When I look at my son now, I don’t see the sad boy I was. I see the happy boy he is. I imagine the man he will become, the father he may be someday.
On Father’s Day, I felt my father’s absence the most. Everywhere I looked, it seemed all I saw were smiling fathers and their doe-eyed kids. I was jealous and angry, but mostly I was ashamed. Why did he leave? And what had I done to make him go? As I got older, I understood it wasn’t my fault. My father was a man. He had a choice. He didn’t make the right one. Still, deep inside, the feeling that there was something wrong with me wouldn’t go away.
As a new father, I struggled with my changing identity. I may have had a son, but I had trouble seeing myself as a dad. I was still that fatherless little boy in first grade who couldn’t parse the facts from my feelings of loss. When I looked down at my son, the spitting image of me, cradled in my arms while the ball game was on, I couldn’t see a future when Father’s Day would be different — I only saw the past.
For so long, that day in June was a reminder of what I didn’t have, a day where my never-ending grief was broadcasted for the world to see. How could I celebrate a holiday that had been wrought with sadness? Doing so felt like I was betraying myself.
This Father’s Day is my fourth as a father.

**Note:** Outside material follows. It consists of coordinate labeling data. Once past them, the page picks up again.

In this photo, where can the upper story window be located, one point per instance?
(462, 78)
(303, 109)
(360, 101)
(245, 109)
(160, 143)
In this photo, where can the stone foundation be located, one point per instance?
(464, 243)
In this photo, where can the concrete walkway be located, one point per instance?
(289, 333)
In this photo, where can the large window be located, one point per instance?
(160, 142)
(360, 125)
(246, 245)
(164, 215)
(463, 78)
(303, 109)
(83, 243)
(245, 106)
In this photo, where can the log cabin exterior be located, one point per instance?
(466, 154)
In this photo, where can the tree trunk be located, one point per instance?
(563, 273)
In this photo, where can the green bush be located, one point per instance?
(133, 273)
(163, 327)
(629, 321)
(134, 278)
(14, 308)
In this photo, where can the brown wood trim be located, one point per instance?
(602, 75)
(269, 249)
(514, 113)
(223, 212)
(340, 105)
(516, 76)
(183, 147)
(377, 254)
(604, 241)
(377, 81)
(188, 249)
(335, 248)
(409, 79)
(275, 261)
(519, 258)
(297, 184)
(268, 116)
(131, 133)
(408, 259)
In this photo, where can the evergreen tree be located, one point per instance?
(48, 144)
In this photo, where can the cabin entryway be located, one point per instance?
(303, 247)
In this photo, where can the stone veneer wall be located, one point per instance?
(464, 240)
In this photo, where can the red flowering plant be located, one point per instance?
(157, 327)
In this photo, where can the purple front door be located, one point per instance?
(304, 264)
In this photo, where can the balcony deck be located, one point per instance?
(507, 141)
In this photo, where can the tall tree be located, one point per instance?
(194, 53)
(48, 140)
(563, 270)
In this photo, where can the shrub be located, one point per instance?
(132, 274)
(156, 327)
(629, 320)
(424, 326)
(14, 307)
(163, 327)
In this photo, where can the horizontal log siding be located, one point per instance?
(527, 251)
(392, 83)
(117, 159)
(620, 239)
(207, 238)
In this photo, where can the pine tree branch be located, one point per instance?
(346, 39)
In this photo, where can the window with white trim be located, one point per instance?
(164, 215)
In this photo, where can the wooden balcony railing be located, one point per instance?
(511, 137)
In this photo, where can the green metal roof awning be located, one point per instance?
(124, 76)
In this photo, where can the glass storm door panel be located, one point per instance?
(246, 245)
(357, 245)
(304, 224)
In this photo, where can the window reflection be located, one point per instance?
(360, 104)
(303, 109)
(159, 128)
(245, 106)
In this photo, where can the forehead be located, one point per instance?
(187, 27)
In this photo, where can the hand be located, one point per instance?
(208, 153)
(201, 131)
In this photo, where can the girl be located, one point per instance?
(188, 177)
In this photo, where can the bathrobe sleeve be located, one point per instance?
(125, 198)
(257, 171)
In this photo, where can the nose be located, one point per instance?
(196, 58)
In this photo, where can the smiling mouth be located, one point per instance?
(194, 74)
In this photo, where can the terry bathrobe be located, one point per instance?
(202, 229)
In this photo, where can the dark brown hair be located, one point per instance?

My son is now 3 and a half. Only recently have I become comfortable with my new identity, and in turn, I’ve learned how deep of an impact the loss of a father can have on a child. I’ll never be able to heal the hole in the heart of that little boy I was, but I can forgive him for feeling like he’d done something wrong. Every day I can tell him it wasn’t his fault.
Together, my son and I are creating the stories I never had. We play games. We climb trees. We watch baseball together with the volume turned up. He asks about the game and the players, why they swing bats and run for balls and slide into bases, all questions I had to find answers for on my own when I was his age.
When I look at my son now, I don’t see the sad boy I was. I see the happy boy he is. I imagine the man he will become, the father he may be someday, one who doesn’t see Father’s Day as a time of shame and loss, but a time to celebrate the men who were there for us when we needed them, the men who shaped us into the people we are today.